Mohler hat diesen Text, in dem zuerst ein genauer Phasenverlauf der geistig-politischen Entwicklung Sorels vorgelegt und auf dem Hintergrund die exzentrische ideologische Position Sorels verständlich gemacht wurde, ursprünglich als Ausgangspunkt für eine Monographie über Sorel betrachtet, in der das von ihm jahrzehntelang mühevoll gesammelte und ausgewertete Material verarbeitet werden sollte. Dazu ist es nicht gekommen. Deshalb entschloß sich Mohler zuletzt, seine Ergebnisse in einem umfangreichen Essay und dann in einem dreiteiligen Aufsatz vorzulegen, der 1998 wiederum in der Zeitschrift Criticón erschien. Das Ergebnis seiner Analyse läßt sich knapp in fünf Punkten zusammenfassen:

• Von Sorel als dem "Erzvater der Konservativen Revolution" sprechen, heißt, seinen Vorrang bei der Entstehung jener geistigen Bewegung anerkennen, die nach ihrem Selbstverständnis "weder rechts noch links" war, sondern versuchte, eine "neue Kultur" zu schaffen, die an die Stelle der verbrauchten Möglichkeiten des 19. Jahrhunderts treten sollte. Diese Bewegung war ihrem Ursprung nach eine intellektuelle, die keineswegs allein über die Ablehnung – etwa des Liberalismus oder der Aufklärung – begriffen werden kann.

• Es lassen sich prinzipiell der romanische "Faschismus" wie der deutsche "Nationalsozialismus" als Realisierungsversuche dieses Konzepts betrachten, allerdings handelte es sich um Häresien, die einen wesentlichen Grundgedanken der "Konservativen Revolution" übersprangen, nämlich den aus dem Fundus der klassischen Rechten mitgenommenen Vorbehalt gegen die natürliche Güte des Menschen und die "Machbarkeit" der Welt.

• Sorels Funktion war in erster Linie eine katalytische, aber in seinem Denken findet sich schon alles, was später in den familles de pensée der Konservativen Revolution ausgearbeitet wird: die Verachtung der "kleinen Wissenschaft" und die Hochschätzung der irrationalen Antriebe im Menschen, die Skepsis gegenüber der Abstraktion und die Feier des Konkreten, das Bewußtsein, daß es keine Idylle gibt, und die Lust an der Dezision, die Auffassung, daß das genügsame Leben den Namen nicht verdient und das Bedürfnis nach "Monumentalität".

• Hierher gehört auch das Wissen um die "Sinnlosigkeit" des Daseins, oder besser: das Wissen um die Unmöglichkeit, den Sinn des Daseins sicher zu erkennen. Daraus folgt die Annahme, daß Sinn immer nur "gefunden" (nicht erfunden!) werden kann, sich jedenfalls nicht von selbst ergibt, daß die Fähigkeit zur Sinnstiftung nur wenigen und wenigen Epochen vorbehalten ist, daß der "Mythos" das Zentrum einer Kultur bildet und sie ganz durchdringt.

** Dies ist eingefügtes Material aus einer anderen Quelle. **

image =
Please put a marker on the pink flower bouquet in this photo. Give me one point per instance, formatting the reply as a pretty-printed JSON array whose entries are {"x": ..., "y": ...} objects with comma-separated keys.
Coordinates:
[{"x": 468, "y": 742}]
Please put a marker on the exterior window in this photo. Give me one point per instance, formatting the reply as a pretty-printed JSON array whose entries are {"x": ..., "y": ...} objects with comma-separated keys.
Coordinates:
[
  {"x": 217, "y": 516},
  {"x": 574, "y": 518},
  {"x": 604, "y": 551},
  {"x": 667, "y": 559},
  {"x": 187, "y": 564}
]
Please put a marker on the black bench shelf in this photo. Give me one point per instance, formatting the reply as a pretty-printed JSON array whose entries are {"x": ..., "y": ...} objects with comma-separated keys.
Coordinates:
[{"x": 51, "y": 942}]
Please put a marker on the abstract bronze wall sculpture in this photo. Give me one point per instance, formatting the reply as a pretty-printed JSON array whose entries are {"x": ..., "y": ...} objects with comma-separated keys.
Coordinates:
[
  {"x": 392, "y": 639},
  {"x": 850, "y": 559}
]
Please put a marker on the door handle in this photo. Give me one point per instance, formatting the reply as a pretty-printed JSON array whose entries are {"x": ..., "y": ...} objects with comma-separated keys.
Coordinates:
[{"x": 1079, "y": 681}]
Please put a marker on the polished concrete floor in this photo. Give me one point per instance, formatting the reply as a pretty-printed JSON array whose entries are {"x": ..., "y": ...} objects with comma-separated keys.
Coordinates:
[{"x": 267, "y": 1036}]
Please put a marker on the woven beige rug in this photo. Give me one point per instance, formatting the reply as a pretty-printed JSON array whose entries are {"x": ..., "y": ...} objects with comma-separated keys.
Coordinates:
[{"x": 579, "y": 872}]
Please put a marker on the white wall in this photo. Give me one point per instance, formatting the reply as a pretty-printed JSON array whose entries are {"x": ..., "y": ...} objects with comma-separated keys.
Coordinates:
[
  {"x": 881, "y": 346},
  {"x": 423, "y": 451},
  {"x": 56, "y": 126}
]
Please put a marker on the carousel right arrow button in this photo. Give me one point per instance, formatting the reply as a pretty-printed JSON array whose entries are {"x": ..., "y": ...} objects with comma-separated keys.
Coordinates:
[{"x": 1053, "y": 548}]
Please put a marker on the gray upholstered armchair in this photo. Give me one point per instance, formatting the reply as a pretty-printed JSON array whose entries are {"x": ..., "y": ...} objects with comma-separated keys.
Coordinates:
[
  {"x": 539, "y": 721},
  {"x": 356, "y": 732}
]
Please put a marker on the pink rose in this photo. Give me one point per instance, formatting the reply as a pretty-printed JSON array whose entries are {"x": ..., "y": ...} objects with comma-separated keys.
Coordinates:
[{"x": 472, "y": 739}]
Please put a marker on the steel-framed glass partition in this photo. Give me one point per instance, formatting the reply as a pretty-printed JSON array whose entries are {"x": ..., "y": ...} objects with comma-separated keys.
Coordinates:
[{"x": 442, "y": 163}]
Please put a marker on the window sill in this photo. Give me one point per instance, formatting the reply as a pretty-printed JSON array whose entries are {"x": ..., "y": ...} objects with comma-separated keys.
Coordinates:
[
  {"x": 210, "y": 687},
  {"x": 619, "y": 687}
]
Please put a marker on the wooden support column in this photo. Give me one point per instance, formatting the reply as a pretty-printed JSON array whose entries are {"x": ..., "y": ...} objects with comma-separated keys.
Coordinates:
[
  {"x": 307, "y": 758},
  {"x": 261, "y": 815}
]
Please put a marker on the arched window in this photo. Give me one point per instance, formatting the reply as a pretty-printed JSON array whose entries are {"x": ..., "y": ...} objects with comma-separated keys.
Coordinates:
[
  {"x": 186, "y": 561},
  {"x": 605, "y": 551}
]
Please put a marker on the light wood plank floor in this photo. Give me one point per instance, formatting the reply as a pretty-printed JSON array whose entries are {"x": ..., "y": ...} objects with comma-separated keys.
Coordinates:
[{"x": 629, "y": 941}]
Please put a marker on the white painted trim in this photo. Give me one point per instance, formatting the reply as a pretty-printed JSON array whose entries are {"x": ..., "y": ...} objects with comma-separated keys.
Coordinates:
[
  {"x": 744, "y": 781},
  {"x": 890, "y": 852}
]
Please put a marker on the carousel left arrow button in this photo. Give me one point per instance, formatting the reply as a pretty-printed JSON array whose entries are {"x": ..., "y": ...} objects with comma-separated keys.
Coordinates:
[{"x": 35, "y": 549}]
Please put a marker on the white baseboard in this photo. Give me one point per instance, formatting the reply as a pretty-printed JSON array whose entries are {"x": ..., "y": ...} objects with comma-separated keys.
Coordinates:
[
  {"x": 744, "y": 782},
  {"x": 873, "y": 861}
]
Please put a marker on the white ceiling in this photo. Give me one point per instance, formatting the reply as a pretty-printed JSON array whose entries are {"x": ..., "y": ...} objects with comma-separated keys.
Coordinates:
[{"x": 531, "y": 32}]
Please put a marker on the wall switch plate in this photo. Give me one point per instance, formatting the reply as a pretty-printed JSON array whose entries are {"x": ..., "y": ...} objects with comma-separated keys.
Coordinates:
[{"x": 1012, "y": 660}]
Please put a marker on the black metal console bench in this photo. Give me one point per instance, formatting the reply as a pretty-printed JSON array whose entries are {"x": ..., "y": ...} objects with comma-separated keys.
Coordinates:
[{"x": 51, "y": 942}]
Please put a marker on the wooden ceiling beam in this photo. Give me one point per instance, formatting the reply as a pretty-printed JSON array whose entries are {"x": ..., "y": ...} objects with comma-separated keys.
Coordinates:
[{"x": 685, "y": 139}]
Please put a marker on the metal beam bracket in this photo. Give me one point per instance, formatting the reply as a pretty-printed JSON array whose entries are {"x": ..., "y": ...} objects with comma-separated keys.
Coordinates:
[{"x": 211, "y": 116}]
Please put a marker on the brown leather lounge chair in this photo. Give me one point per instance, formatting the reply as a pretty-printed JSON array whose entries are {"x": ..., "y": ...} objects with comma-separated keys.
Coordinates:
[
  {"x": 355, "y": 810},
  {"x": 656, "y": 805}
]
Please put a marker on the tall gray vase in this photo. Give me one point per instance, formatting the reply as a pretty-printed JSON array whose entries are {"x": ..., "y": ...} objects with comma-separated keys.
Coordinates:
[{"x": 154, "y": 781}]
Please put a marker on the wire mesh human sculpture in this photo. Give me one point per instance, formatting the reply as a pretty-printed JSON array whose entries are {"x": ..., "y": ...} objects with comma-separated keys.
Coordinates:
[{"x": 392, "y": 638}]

• Alles hängt schließlich davon ab, daß sich Sorels Vorstellung von Dekadenz – deren Wahrnehmung die verschiedenen Strömungen der Rechten einte – unterschied von den üblichen Modellen: der Entropie ebenso wie dem Zyklus, der klassischen Lehre von der Verfassungsfolge oder der Behauptung eines "organischen" Niedergangs jeder Kultur. In den "Illusionen des Fortschritts" behauptet Sorel, es sei "Scharlatanerie und Naivität, wenn man von historischem Determinismus spricht": Dekadenz ist immer Verlust des inneren Halts, die Aufgabe des Willens zur Regeneration. Ohne Zweifel war und ist Mohlers Darstellung Sorels auf eine Weise zugespitzt.

Es gibt ganze Felder seines Denkens, die Mohler nicht interessiert haben, auch über die offensichtlichen Lücken – vor allem im Hinblick auf die "Verfahren", die in einer neuen Gesellschaft zur Anwendung gebracht werden sollten – und die Vieldeutigkeit mancher Begriffe ist er hinweggegangen. Aber wenn er bei Sorel so viel von dem gefunden hat, was ihn selbst beschäftigte, so wird man dieser Parallelisierung doch keine Gewaltsamkeit nachsagen können. Die Geistesverwandtschaft besteht tatsächlich darin, daß Mohler wie Sorel "eine Theorie unmittelbaren konkreten Lebens" (Carl Schmitt) suchen.

 

Dr. Karlheinz Weißmann ist Historiker und Studienrat an einem Gymnasium. Bei seinem Text handelt es sich um eine gekürzte Fassung eines Beitrags für das im Herbst erscheinende Buch von Armin Mohler: George Sorel. Perspektiven (Edition Antaios).